Far too many who need treatment instead end up in jail, often with addictions compounding their mental illness. The number of male federal prisoners receiving drugs for mental illnesses has more than doubled in a decade, to 21 per cent. For women prisoners, the medication rate is an astonishing 46 per cent. The estimate of prisoners with psychiatric disorders ranges from 64 per cent to 81 per cent in one study by the Correctional Service of Canada. Among them is BobbyLee Worm, serving more than six years for robbery and other offences. She arrived at B.C.’s Fraser Valley Institution addicted to drugs and with a history of physical, emotional and sexual abuse. She’s spent years in segregation after repeated fights with prisoners. The isolation has caused “significant signs of psychological deterioration,” claims the British Columbia Civil Liberties Association in a lawsuit filed this month against the federal government.

The news isn’t all grim. There are good strategies in place, though they are often “well-kept secrets,” says Bradley of the mental heath commission. The commission itself is in the midst of an ambitious campaign to reduce the public stigma of mental illness, and aims to release its national mental health strategy by this time next year.

It is likely to build on the success of programs scattered across the country. Saskatchewan has been changing its delivery of services for children and youth, where mental health issues often begin. It includes parent mentoring and “preventive intervention programs” at 16 sites across the province for vulnerable children under five years old, and outreach programs in Aboriginal communities. In Saskatoon, psychologists and counsellors work from inner-city schools. Mental health is part of a larger “school wellness initiative” where speech pathologists, occupational therapists, nurses and counsellors work together. In addition, addiction workers operate in the inner city, says Rob Strom, coordinator for community and youth addiction teams in Saskatoon. “Our workers are out helping our clients get to appointments, get hooked up to the right services, taking them out for lunch or coffee, building relationships.”

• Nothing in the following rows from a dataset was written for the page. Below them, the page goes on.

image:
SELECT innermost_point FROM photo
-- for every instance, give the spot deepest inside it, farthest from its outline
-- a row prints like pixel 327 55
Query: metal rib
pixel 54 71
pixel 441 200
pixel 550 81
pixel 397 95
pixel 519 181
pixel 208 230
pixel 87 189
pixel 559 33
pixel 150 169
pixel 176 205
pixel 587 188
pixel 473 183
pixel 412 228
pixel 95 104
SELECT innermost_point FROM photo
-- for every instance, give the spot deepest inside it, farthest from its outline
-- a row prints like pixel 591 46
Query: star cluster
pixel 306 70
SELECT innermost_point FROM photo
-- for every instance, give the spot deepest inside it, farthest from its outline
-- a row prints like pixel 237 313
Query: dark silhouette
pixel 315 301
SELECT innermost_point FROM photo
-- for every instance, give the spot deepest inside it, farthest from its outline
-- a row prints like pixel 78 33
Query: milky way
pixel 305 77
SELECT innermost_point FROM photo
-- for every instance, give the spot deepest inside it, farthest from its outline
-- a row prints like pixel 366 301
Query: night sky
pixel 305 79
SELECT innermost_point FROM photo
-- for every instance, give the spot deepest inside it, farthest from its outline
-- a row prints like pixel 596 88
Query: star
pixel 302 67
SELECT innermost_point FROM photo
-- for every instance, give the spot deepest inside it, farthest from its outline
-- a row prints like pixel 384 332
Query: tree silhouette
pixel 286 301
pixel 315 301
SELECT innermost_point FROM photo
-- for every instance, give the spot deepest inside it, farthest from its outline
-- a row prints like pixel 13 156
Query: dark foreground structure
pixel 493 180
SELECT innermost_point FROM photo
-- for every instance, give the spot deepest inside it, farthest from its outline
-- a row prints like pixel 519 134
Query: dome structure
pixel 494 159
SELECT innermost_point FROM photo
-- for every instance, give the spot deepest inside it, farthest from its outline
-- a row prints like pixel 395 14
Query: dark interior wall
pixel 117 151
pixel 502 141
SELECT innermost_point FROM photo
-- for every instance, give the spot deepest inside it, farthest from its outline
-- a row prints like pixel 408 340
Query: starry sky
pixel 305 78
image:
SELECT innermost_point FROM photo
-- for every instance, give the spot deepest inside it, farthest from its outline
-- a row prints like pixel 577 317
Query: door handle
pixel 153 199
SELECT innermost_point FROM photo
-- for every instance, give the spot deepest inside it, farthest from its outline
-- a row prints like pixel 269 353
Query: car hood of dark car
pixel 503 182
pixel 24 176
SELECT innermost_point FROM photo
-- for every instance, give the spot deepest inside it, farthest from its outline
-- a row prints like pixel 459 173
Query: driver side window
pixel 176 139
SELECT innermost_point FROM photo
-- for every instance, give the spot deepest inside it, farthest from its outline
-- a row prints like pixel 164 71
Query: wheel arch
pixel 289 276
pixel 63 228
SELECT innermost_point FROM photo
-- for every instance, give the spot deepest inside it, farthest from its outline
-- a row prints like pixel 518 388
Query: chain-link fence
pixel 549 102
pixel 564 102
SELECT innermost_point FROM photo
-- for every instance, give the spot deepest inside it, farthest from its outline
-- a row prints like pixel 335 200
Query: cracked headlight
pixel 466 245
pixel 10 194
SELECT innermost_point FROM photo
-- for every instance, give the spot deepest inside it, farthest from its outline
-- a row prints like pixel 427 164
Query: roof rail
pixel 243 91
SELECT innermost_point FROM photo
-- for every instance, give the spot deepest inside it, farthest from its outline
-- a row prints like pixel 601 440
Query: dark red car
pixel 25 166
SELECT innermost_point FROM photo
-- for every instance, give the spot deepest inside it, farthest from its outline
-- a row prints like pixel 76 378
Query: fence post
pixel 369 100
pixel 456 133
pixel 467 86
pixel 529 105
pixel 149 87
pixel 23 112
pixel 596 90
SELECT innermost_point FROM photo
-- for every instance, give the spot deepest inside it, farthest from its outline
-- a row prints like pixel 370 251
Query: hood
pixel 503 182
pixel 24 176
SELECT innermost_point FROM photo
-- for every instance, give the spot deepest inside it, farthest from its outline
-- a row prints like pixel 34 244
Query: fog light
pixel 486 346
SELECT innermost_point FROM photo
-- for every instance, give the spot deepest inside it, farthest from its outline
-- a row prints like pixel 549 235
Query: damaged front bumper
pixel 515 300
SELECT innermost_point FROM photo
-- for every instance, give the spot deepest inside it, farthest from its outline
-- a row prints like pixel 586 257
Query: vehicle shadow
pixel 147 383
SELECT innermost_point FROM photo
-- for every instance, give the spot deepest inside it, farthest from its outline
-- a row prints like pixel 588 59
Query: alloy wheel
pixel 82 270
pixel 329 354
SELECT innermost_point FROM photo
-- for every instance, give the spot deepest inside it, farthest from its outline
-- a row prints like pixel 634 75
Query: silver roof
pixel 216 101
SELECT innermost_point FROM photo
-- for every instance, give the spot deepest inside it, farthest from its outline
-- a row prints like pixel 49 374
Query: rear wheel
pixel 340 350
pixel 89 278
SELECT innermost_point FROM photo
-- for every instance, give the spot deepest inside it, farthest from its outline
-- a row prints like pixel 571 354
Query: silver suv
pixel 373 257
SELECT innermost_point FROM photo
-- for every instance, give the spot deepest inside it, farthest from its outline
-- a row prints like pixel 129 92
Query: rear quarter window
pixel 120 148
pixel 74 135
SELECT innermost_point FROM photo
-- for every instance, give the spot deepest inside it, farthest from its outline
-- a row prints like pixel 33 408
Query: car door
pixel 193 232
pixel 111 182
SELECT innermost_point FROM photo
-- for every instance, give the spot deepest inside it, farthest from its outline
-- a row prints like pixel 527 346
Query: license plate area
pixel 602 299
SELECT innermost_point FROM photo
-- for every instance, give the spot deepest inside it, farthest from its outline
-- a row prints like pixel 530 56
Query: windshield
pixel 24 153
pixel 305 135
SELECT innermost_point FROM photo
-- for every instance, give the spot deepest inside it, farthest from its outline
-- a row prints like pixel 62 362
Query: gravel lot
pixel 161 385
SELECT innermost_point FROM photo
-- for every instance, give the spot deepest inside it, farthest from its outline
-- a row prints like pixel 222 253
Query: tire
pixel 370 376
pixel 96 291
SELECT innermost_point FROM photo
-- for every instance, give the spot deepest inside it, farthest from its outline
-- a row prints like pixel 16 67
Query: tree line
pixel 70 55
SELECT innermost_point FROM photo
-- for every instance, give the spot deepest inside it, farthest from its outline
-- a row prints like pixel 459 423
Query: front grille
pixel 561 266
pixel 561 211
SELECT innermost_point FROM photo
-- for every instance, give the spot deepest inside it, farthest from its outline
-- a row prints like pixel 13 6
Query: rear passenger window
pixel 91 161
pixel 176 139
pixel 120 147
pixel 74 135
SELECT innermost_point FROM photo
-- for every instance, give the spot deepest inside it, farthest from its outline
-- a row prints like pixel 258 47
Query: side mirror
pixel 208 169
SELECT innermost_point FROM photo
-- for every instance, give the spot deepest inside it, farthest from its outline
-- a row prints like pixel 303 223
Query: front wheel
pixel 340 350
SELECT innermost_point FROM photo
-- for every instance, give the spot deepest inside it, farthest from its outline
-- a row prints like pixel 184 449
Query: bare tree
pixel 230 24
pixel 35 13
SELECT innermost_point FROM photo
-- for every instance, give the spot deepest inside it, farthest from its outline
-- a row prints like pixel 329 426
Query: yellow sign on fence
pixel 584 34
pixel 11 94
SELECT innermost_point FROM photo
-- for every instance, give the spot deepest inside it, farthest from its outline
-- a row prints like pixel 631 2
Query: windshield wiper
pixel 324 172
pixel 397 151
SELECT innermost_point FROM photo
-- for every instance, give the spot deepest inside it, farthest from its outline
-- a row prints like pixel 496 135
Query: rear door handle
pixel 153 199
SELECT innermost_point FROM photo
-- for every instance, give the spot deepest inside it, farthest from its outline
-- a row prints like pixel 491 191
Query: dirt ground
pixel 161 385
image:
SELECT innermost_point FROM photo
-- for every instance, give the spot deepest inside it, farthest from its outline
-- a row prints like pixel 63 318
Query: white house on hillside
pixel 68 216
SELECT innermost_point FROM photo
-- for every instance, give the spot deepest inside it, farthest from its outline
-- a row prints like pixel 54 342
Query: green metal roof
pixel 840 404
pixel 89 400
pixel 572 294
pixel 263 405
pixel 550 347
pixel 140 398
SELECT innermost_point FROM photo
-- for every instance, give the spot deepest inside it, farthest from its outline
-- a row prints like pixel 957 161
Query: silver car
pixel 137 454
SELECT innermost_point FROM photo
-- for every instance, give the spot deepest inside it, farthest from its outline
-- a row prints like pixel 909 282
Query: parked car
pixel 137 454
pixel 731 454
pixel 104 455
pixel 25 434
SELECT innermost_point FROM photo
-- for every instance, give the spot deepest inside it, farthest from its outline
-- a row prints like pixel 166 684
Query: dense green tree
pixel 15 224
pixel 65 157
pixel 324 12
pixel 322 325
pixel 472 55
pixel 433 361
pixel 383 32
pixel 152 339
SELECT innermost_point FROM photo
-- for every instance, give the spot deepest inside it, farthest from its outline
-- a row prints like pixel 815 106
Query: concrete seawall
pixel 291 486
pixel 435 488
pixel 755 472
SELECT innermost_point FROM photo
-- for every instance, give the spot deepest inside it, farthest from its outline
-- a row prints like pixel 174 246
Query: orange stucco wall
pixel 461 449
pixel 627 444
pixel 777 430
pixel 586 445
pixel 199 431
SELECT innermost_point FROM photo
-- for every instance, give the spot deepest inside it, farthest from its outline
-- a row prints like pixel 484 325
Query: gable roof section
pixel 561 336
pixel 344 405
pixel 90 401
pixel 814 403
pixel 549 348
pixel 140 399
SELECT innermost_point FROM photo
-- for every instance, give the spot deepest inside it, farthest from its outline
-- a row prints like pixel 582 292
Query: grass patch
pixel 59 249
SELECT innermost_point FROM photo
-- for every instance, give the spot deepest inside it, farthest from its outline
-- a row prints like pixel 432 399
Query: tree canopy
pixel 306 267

Hamilton, meantime, has become a model for breaking barriers between family doctors and mental health services. Counsellors and psychiatrists are integrated into the offices of 150 family doctors in the area, in a program started in 1994, under the guidance of Nick Kates, a psychiatrist and professor at McMaster University. The program is as effective as it should have been obvious. Doctors are usually the first point of contact for those with mental issues, diagnosed or otherwise. Rather than a referral and a long wait, there’s immediate mental health counselling available, says Kates, “in an environment that people find is less stigmatizing and more comfortable.” Doctors in the program refer 11 times as many people for mental health assessments as they did before. Hospitalizations for mental health have dropped 10 per cent for patients of participating doctors, says Kates. The good news is patient-focused care saves money. “The key to successful change is not just throwing more and more resources into the system,” he says. “It’s redesigning the system and using existing resources differently.”

The same optimistic note is sounded by Dr. David Goldbloom, medical adviser for CAMH, and vice-chairman of the mental health commission. While there is a desperate need to improve services, especially for children, he says the issue is finally on the political radar. The cost of mental illness, to individuals and families, and its impact on society and the economy is too massive to ignore, he says. “Both a humanitarian and business argument can be made for doing a better job in this country around the provision of understanding, of help and of hope.”